KOMPAS.com – Benua Afrika mengusulkan penerapan pajak karbon kepada negara-negara penghasil emisi gas rumah kaca (GRK) besar untuk melawan perubahan iklim.
Usul tersebut tertuang dalam Deklarasi Nairobi setelah negara-negara di “Benua Hitam” merampungkan Africa Climate Summit selama tiga hari di Ibu Kota Kenya tersebut.
Deklarasi Nairobi dirilis pada Rabu (6/9/2023) dan akan dijadikan dasar negosiasi untuk KTT Iklim COP28 pada November mendatang di Uni Emirat Arab (UEA).
Baca juga: Aturan Teknis Perdagangan Karbon Akhirnya Terbit, Ini 10 Pokoknya
Africa Climate Summit sendiri didominasi pembahasan upaya mobilisasi pendanaan untuk beradaptasi terhadap perubahan iklim yang membuat cuaca makin ekstrem, melestarikan sumber daya alam, dan mengembangkan energi terbarukan.
Afrika adalah salah satu benua yang paling rentan terhadap dampak perubahan iklim, sebagaimana dilansir BBC.
Akan tetapi, menurut para peneliti, Afrika hanya menerima sekitar 12 persen dari hampir 300 miliar dollar AS pendanaan tahunan yang dibutuhkan untuk mengatasi dampak perubahan iklim.
Deklarasi Nairobi mendesak para pemimpin dunia untuk mendukung usulan pajak karbon global.
Baca juga: Gonjang-ganjing Pasar Karbon Sukarela di Tataran Dunia
Pajak tersebut termasuk pajak karbon pada perdagangan bahan bakar fosil, transportasi laut dan penerbangan, dan dapat ditambah pajak transaksi keuangan global.
Aktivis hak asasi manusia Graca Machel mengatakan kepada BBC bahwa deklarasi tersebut merupakan sebuah langkah maju yang besar.
“Afrika adalah pemainnya, dunia tidak bisa berjalan tanpa Afrika sebagai pusatnya,” kata Machel.
“Afrika hadir bukan untuk dibantu.
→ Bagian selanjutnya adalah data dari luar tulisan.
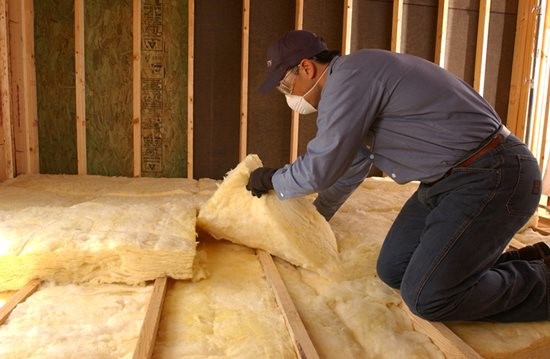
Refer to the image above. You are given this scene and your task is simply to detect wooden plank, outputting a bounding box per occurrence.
[21,0,39,173]
[133,277,168,359]
[187,0,195,178]
[74,0,88,175]
[0,0,15,179]
[132,0,141,177]
[391,0,403,52]
[0,279,42,325]
[435,0,449,68]
[506,0,538,140]
[239,0,250,161]
[474,0,491,96]
[342,0,353,55]
[529,2,550,166]
[256,249,319,359]
[399,302,481,359]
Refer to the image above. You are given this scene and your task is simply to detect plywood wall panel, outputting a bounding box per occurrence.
[247,0,295,167]
[298,0,344,155]
[84,0,133,177]
[0,91,8,182]
[351,0,393,52]
[401,0,438,61]
[141,0,188,177]
[445,1,479,85]
[483,0,518,123]
[34,0,77,174]
[193,0,243,179]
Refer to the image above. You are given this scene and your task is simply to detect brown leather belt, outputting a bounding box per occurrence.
[454,133,506,168]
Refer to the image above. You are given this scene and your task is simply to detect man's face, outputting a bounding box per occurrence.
[277,59,321,102]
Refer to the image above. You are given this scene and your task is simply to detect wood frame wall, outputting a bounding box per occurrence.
[0,0,548,180]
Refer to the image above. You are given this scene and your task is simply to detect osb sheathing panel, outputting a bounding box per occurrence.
[34,0,77,174]
[0,101,7,182]
[298,0,344,155]
[401,0,438,61]
[141,0,188,177]
[247,0,295,167]
[193,0,243,179]
[490,0,518,123]
[445,0,517,121]
[84,0,133,176]
[351,0,393,52]
[445,1,479,85]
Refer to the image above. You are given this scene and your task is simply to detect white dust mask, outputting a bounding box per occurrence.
[285,66,328,115]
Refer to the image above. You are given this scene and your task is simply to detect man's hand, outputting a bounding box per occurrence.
[246,167,277,198]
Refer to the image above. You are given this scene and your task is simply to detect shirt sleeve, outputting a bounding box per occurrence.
[272,68,384,203]
[313,148,372,221]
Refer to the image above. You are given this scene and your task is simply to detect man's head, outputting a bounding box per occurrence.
[260,30,327,93]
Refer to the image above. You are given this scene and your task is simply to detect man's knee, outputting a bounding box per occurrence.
[376,257,403,289]
[401,282,454,321]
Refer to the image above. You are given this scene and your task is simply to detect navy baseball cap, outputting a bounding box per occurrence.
[259,30,327,93]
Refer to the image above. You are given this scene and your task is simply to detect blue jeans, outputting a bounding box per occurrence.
[377,135,550,322]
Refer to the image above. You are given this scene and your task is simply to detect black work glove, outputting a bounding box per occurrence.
[246,167,277,198]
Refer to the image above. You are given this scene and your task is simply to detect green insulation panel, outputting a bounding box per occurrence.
[84,0,133,176]
[141,0,188,177]
[34,0,77,174]
[34,0,188,177]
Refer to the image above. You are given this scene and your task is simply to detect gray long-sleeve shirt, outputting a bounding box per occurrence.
[272,50,501,219]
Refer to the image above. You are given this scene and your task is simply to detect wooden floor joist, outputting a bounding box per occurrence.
[133,277,168,359]
[256,249,319,359]
[0,279,42,325]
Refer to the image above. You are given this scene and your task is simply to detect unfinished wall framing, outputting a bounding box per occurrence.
[0,0,543,180]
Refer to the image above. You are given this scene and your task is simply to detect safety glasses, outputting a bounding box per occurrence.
[277,66,298,95]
Afrika hadir untuk menawarkan peluang, menawarkan investasi, dan menawarkan solusi,” sambungnya.
Baca juga: AstraZeneca Komitmen Capai Nol Emisi Karbon pada 2030
Deklarasi Nairobi mengatakan, usul-usul yang tertuang di dalamnya akan menjamin pendanaan skala besar untuk investasi terkait iklim dan melindungi isu kenaikan pajak dari tekanan geopolitik dan politik dalam negeri.
Menurut Dana Moneter Internasional (IMF), sekitar 24 negara saat ini mengenakan pajak atas karbon, namun gagasan mengenai pajak karbon global belum mendapatkan banyak dukungan.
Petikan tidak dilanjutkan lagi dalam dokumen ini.